# Wait, hold on (on the phone)



## b4nny

I'm afraid the answer to this might be obvious, but I'm too paranoid not to ask. Imagine that you're on the phone with a good friend and someone interrupts you. How would you best tell the person on the phone to wait a second? I'm sure that _одну секунду/минуктку_ are OK, but what about the imperatives _жди_ or _подожди_?


----------



## Syline

"Подожди" fits here.


----------



## Boyar

_Обожди_ or _обождите_ may be even better.

When a person is talking to you and you tell him "подожди", it sounds as if you interrupt him because of something that he said. "Обожди" could be understood as a request to make a pause for some other reason, not necessarily related to what that person said.


----------



## Explorer41

"Подожди, не вешай трубку" is a literal translation. It fits.


----------



## Boyar

Explorer41 said:


> "Подожди, не вешай трубку" is a literal translation. It fits.


Yes, it does. It's idiomatic.


----------



## Maroseika

Boyar said:


> _Обожди_ or _обождите_ may be even better.



Обождать is colloquial word. Подожди looks to me quite well, but with some addition: Подожди немного, минутку, секунду, сейчас (щас) я сделаю то-то и то-то.


----------



## morzh

Boyar said:


> _Обожди_ or _обождите_ may be even better.



Strictly low colloquial.


----------



## gvozd

У меня один друг говорит: "Повиси"


----------



## Explorer41

morzh said:


> Strictly low colloquial.


Хм... It depends on what do you mean by "strictly low colloquial". *b4nny* stated expicitly that the question is about talking to a friend, and here "обожди"/"обождите" (the latter will be chosen if the friend is not very close and the conversation with "вы" has established) fits very well in most cases.


----------



## morzh

Explorer41 said:


> Хм... It depends on what do you mean by "strictly low colloquial". *b4nny* stated expicitly that the question is about talking to a friend, and here "обожди"/"обождите" (the latter will be chosen if the friend is not very close and the conversation with "вы" has established) fits very well in most cases.
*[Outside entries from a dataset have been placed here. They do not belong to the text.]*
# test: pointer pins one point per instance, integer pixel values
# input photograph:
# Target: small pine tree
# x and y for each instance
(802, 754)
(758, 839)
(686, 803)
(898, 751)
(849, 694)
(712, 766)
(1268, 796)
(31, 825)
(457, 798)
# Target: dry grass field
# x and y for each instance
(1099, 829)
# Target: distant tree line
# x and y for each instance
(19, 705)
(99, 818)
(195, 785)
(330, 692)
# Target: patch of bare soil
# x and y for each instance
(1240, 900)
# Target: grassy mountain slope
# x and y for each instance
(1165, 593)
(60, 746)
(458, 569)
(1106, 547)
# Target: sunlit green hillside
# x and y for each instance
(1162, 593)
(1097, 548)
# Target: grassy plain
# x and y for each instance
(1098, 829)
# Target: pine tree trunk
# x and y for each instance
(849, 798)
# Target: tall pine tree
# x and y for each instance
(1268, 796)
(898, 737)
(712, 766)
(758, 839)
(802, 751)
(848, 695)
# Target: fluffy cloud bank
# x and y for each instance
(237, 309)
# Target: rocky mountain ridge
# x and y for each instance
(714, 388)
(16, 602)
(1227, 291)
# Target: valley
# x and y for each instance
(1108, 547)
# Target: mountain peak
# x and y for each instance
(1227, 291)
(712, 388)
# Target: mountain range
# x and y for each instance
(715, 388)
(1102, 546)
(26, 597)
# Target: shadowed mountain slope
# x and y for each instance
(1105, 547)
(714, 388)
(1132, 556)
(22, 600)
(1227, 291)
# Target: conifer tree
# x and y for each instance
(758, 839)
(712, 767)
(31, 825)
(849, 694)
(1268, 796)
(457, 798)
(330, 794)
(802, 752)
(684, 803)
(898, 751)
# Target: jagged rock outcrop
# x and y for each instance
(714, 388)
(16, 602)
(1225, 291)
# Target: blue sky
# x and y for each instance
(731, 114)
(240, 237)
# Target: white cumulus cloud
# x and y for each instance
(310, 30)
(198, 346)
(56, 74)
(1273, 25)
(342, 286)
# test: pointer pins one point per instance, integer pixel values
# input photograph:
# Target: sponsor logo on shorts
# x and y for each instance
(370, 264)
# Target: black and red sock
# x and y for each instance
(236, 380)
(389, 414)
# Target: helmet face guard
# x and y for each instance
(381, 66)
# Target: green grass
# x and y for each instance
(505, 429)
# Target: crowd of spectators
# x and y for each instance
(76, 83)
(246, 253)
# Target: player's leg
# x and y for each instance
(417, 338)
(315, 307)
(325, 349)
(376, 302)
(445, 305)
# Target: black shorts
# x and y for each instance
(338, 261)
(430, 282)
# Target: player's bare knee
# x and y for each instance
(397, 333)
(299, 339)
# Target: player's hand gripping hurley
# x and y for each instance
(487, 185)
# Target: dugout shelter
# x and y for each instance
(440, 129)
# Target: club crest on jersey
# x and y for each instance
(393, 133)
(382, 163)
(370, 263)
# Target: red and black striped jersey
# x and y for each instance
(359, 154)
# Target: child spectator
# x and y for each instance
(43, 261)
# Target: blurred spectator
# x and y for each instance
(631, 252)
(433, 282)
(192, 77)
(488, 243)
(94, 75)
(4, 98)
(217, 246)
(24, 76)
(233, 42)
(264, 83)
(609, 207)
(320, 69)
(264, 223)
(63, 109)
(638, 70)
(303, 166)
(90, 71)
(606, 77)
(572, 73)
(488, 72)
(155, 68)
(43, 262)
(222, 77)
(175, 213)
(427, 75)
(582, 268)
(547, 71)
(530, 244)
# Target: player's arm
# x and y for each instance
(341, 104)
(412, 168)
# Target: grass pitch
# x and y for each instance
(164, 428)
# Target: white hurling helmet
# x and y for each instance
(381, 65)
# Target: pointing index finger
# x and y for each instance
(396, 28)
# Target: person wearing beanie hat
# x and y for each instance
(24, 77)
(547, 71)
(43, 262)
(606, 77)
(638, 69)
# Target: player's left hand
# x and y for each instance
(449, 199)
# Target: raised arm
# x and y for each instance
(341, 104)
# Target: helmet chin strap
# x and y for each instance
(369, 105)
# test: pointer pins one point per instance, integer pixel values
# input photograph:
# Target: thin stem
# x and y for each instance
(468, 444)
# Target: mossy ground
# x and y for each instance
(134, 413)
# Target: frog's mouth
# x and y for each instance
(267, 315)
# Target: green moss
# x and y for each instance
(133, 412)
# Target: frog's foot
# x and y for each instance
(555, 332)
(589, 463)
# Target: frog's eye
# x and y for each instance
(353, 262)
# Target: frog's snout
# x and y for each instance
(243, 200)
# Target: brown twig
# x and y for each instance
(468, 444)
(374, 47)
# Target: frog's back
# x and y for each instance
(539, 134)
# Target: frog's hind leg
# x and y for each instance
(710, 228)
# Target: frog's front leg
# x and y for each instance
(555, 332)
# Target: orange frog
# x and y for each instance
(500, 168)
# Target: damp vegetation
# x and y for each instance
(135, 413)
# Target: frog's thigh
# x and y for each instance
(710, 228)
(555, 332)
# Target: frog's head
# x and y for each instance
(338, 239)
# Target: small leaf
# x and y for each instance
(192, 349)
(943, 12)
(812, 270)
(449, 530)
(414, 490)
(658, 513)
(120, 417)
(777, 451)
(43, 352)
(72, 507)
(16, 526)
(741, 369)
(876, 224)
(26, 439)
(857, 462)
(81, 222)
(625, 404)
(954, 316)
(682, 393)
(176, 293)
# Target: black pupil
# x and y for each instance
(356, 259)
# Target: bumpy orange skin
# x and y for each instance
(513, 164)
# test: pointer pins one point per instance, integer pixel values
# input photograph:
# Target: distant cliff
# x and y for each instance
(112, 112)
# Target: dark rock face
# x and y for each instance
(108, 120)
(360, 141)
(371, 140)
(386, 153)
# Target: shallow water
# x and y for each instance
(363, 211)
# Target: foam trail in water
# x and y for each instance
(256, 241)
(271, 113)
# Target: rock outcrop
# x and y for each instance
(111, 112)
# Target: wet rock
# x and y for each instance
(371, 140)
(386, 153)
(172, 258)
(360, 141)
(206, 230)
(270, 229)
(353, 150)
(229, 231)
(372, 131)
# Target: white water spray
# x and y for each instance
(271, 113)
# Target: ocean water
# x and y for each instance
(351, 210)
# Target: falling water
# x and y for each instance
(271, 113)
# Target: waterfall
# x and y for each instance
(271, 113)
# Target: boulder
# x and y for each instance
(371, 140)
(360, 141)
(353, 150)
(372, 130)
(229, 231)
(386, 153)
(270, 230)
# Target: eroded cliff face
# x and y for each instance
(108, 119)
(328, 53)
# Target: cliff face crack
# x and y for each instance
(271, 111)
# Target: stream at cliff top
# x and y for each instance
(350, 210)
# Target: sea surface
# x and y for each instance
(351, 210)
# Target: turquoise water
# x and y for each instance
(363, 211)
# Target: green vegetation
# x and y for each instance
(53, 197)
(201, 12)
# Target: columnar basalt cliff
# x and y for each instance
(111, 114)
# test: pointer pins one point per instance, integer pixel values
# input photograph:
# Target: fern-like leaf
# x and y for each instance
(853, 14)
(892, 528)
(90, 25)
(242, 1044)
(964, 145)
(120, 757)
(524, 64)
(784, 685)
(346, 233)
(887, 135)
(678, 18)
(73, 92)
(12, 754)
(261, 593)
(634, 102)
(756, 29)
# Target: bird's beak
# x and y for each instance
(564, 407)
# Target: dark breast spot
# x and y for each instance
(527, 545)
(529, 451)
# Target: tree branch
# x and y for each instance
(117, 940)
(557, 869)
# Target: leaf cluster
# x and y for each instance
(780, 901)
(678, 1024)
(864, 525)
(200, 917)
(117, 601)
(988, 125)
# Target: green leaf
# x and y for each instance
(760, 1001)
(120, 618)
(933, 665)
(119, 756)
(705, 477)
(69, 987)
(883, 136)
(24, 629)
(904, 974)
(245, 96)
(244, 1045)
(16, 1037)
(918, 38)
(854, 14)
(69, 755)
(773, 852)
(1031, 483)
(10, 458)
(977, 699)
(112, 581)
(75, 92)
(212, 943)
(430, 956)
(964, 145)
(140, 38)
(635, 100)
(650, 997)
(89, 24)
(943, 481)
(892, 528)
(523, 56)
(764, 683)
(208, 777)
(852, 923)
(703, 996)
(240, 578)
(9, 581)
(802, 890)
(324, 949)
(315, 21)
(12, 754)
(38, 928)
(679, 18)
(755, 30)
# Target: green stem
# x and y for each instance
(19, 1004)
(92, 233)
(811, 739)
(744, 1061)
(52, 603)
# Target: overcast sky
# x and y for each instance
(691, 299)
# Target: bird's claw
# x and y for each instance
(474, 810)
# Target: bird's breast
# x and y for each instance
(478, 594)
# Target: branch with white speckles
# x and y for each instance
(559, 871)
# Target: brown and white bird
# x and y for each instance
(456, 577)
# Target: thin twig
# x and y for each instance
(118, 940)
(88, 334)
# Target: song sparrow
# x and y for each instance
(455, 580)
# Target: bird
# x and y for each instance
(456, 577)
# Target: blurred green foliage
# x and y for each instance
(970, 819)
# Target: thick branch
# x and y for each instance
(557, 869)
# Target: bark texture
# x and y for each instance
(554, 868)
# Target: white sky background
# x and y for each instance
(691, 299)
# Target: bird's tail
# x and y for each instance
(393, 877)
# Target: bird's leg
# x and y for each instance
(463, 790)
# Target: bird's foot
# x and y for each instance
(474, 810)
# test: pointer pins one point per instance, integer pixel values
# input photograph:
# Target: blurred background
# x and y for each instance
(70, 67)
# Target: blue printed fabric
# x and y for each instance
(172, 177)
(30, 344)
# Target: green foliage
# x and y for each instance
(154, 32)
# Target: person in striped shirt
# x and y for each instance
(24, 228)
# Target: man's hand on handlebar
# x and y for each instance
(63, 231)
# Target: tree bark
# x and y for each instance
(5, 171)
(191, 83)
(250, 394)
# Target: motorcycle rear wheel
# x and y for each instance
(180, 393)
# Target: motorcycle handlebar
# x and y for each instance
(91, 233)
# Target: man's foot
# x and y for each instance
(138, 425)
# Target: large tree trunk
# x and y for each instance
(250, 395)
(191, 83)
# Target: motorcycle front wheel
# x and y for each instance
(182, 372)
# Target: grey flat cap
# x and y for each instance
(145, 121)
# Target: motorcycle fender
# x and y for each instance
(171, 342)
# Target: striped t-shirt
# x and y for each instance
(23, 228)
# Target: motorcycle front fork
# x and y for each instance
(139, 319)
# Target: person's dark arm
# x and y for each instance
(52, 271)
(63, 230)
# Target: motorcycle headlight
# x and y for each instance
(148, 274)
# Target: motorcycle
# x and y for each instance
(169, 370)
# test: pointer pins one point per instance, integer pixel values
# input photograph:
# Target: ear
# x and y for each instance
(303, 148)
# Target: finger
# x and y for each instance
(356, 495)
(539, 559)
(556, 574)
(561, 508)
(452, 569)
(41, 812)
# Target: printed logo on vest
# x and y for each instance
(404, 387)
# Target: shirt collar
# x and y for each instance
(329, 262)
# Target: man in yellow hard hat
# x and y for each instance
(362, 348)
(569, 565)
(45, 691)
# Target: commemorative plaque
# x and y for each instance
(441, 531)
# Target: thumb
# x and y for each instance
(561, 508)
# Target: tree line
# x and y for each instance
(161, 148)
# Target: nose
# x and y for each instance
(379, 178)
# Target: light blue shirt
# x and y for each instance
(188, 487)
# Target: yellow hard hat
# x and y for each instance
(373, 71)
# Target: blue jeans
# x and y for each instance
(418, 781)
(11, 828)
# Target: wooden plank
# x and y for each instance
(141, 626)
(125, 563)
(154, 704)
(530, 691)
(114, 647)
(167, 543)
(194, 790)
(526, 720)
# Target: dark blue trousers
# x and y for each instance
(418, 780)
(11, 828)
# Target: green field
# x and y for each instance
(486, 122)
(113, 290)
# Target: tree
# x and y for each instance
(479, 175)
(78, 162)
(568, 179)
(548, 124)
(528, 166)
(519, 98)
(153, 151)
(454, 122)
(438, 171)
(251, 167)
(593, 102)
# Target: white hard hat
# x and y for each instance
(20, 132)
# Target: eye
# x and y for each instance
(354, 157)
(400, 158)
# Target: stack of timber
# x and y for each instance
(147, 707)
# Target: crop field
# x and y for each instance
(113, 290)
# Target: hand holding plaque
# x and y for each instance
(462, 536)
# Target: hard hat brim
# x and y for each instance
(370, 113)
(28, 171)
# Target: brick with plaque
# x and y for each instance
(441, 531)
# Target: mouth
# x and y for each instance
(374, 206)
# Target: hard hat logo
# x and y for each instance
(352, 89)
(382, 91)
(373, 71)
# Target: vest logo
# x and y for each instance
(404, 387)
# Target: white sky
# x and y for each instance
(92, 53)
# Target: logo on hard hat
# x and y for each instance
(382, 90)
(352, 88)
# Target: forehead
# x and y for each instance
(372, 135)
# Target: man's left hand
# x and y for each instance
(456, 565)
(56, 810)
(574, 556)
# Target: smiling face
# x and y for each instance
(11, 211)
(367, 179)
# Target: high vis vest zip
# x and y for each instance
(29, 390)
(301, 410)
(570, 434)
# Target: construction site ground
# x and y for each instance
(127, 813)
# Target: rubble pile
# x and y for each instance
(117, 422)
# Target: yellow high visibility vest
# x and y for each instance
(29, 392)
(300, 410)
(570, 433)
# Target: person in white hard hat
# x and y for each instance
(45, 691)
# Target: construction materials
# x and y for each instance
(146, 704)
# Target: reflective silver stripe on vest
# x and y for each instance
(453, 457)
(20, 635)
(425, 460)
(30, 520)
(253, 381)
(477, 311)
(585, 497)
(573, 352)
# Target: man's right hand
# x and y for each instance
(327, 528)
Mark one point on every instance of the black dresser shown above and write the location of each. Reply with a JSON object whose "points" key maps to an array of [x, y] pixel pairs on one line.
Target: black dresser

I'm not saying it cannot be used.
I am sure that, say, Germans use something besides "Bitte Bleiben Sie am Apparat" when talking to their Freunden. 
What I am saying is that whenever we recommend some words that cannot even be found in dictionaries (I tried, and all I found was "обожать" i/o "обождать"), and I am guilty of using this exact one myself, we should point out that it is a colloquial word, and by some may actually be viewed as a sign of using not quite literate language.
So, using "обожди" should be judicious.

And, in anticipation of "he's talking to a good friend" rebuttal, I can only point that a person who is "too paranoid not to ask" a question about "how to say something on a phone with a good friend" still probably wants this friend to have a good impression of him, or his language.


----------



## Explorer41

Well. It depends next on what is a good impression for each particular case. "обождать" sounds more free, its use cases are restricted (no, here's no contradiction), and it is relatively widely used, so one should not think this word belongs to a cultural underground, or anything like that. Of course, you didn't mean that the word is not often used, but it's not evident from the words "strictly low colloquial", which may mean a lot of different things. By the way, I personally learned this word in a school, from a teacher (not of Russian language) who used this word a bit jokingly  . So the word doesn't belong to an underground of any kind.


----------



## morzh

Explorer41 said:


> By the way, I personally learned this word in a school, from a teacher who used this word a bit jokingly



In school I heard (though I knew enough not to use it even back then) our teacher (Russian language teacher too!) saying "покладите ручки на партъi", repeatedly so. 
A teacher is not the Pope, you know. And even the Pope is considered infallible in the very narrow sense 

Again, personally I have nothing against "обождать".


----------



## Explorer41

Yes, "покладите руки на парты" is a) illiterate, b) having no additional sense comparing to "положить руки на парты". Due to the point b), it's another case


----------



## Maroseika

gvozd said:


> У меня один друг говорит: "Повиси"



И у меня тоже - ровно один. Мне нравится.


----------



## b4nny

Thanks everyone. I think it's kind of cute how almost all threads in the Russian section turn into mild arguments.


----------



## morzh

It's all because of the mysterious Russian soul and the immense complexity of Russian language.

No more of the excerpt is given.